Ubuntu Service Management
Introduction
Service management is a fundamental aspect of Ubuntu system administration. In a Linux environment like Ubuntu, many processes run in the background to handle various system functions - from network connectivity and printing services to web servers and databases. These background processes are called services or daemons.
Effectively managing these services is crucial for:
- Ensuring system stability and reliability
- Optimizing system performance
- Controlling resource usage
- Maintaining system security
- Enabling required functionality
This guide explores Ubuntu service management, focusing primarily on systemd - the modern service and system manager used in Ubuntu since version 15.04. We'll cover how to start, stop, and monitor services, understand service configurations, and implement best practices for effective service management.

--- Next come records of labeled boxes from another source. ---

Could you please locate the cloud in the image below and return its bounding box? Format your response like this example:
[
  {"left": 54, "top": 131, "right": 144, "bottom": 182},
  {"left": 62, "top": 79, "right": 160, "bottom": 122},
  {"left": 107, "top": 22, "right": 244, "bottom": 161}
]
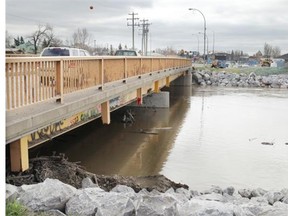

Understanding Services in Ubuntu
What Are Services?
Services (also called daemons) are programs that run in the background without direct user interaction. They typically:
- Start automatically when the system boots
- Perform specific system functions
- Continue running indefinitely until stopped
Examples of common services include:
ssh- Secure Shell server for remote accessapache2- Web servermysql- Database servercron- Task schedulerufw- Uncomplicated Firewall
Service Management Evolution
Ubuntu's service management has evolved over time:
- SysVinit: The traditional Unix initialization system
- Upstart: Used in Ubuntu 9.10 to 15.04
- systemd: The current service manager (since Ubuntu 15.04)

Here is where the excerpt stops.